API Keys

API keys let you authenticate non-browser Lighthouse clients such as the CLI, MCP servers, scripts, and other automation workflows. If you are setting up Lighthouse for AI clients or automation, start with AI and Automation and then come back here to create the credential.

Why API Keys Exist

Browser users sign in through the normal Lighthouse authentication flow. Automated clients are different: they need a stable credential they can send on each request without an interactive login.

Typical use cases include:

  • Running lh from a terminal or CI pipeline
  • Starting @letpeoplework/lighthouse-mcp-stdio for a local AI client
  • Hosting @letpeoplework/lighthouse-mcp-http as a shared MCP endpoint
  • Writing custom scripts that call Lighthouse programmatically

Prerequisite: Authentication Must Be Enabled

API keys are only available when Lighthouse authentication is enabled. If authentication is disabled, the API Keys settings page will show an informational message and the New API Key action will remain unavailable.

See Authentication for the full setup.

API keys are intended for non-browser clients. They complement interactive sign-in; they do not replace it.

Creating a New API Key

  1. Open System Settings.
  2. Go to API Keys.
  3. Click New API Key.
  4. Enter a Name and, optionally, a Description.
  5. Create the key and copy the generated plaintext value immediately.

The plaintext API key is shown only once, directly after creation. Lighthouse stores only a protected representation of the key. If you lose the value, you must delete the key and create a new one.

Managing Existing Keys

The API Keys table shows metadata for each configured key:

Field Meaning
Name Friendly label for the key
Description Optional note about where the key is used
Created By Which user created the key
Created At When the key was created
Last Used When the key was most recently used

This makes it easier to distinguish long-running automation keys from test credentials and to spot keys that are no longer in active use.

Deleting a Key

Keys can be deleted at any time from the Actions column.

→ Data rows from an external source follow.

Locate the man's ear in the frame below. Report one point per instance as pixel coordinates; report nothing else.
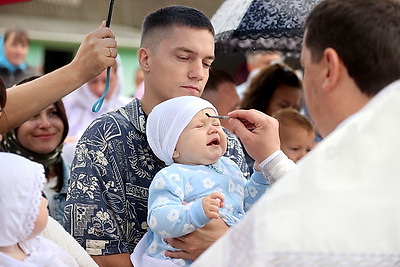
(333, 66)
(144, 59)
(175, 154)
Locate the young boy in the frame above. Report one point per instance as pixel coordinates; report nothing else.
(296, 132)
(198, 184)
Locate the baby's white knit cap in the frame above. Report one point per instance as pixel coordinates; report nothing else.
(168, 119)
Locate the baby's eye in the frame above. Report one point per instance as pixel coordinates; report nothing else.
(182, 58)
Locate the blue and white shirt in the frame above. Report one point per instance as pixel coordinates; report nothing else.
(178, 183)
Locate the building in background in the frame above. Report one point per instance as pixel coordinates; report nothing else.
(57, 27)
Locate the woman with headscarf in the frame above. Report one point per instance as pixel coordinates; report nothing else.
(41, 139)
(14, 48)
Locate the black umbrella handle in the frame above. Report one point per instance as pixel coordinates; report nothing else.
(97, 105)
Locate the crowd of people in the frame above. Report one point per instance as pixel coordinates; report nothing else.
(159, 179)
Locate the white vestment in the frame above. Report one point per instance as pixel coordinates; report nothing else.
(339, 207)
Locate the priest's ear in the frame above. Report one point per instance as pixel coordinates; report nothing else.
(332, 66)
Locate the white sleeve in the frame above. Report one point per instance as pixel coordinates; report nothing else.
(56, 233)
(276, 166)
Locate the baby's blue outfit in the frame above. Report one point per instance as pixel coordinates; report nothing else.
(178, 183)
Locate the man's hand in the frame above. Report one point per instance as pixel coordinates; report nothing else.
(97, 52)
(263, 139)
(212, 203)
(195, 243)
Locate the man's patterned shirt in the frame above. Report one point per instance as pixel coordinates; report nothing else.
(106, 209)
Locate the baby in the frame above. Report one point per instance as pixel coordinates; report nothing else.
(23, 216)
(199, 184)
(296, 132)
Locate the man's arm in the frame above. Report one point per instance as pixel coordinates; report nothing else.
(263, 139)
(95, 211)
(26, 100)
(195, 243)
(262, 142)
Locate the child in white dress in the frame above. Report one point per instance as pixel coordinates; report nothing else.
(23, 216)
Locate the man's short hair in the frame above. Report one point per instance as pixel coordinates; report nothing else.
(364, 33)
(161, 20)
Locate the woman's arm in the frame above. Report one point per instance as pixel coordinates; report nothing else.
(26, 100)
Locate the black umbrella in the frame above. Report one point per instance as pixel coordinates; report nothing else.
(242, 25)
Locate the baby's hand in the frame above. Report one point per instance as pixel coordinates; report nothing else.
(212, 203)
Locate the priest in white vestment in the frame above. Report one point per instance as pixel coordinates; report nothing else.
(341, 205)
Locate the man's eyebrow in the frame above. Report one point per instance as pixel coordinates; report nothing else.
(187, 50)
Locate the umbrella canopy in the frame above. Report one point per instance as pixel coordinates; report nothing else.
(242, 25)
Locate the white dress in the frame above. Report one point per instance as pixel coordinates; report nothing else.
(42, 253)
(339, 207)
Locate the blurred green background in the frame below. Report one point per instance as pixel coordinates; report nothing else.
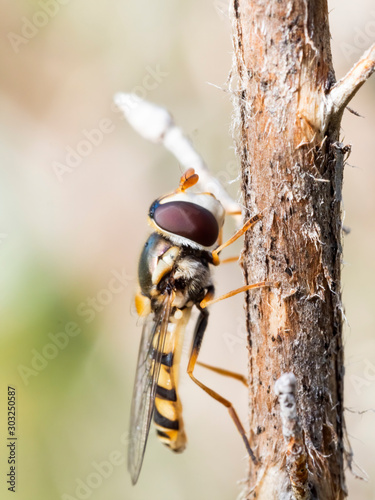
(69, 244)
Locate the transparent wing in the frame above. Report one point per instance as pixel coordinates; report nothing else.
(146, 378)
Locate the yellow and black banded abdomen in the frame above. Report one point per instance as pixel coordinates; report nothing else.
(168, 409)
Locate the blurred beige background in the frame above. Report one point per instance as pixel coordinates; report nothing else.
(69, 243)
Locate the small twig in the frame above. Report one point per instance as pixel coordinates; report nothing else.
(296, 456)
(344, 90)
(156, 124)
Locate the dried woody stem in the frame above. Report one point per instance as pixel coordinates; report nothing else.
(296, 456)
(345, 89)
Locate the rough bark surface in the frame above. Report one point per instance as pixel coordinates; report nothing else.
(292, 166)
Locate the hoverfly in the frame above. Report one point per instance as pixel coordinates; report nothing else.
(174, 275)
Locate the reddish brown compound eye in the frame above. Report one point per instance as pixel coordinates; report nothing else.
(188, 220)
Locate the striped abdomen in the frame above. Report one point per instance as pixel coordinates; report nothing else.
(168, 408)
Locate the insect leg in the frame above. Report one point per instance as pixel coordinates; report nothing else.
(197, 342)
(240, 232)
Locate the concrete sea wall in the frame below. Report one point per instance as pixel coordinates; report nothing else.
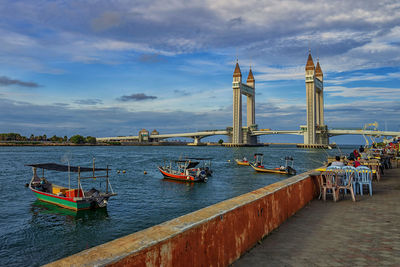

Deletion is permanent. There is no in-place rotate or reveal action. The normal lifecycle is:

  1. Create a new key.
  2. Update the consuming script, CLI config, or MCP server.
  3. Delete the old key.

Using the Key

Most Lighthouse automation clients read the key from LIGHTHOUSE_API_KEY.

CLI example:

LIGHTHOUSE_API_KEY=<key> lh team list --json

MCP stdio example:

LIGHTHOUSE_URL=https://lighthouse.example.com \
LIGHTHOUSE_API_KEY=<key> \
npx -y @letpeoplework/lighthouse-mcp-stdio

MCP HTTP example:

LIGHTHOUSE_URL=https://lighthouse.example.com \
LIGHTHOUSE_API_KEY=<key> \
npx -y @letpeoplework/lighthouse-mcp-http

For broader setup examples, including Docker and MCP client configuration, see AI and Automation.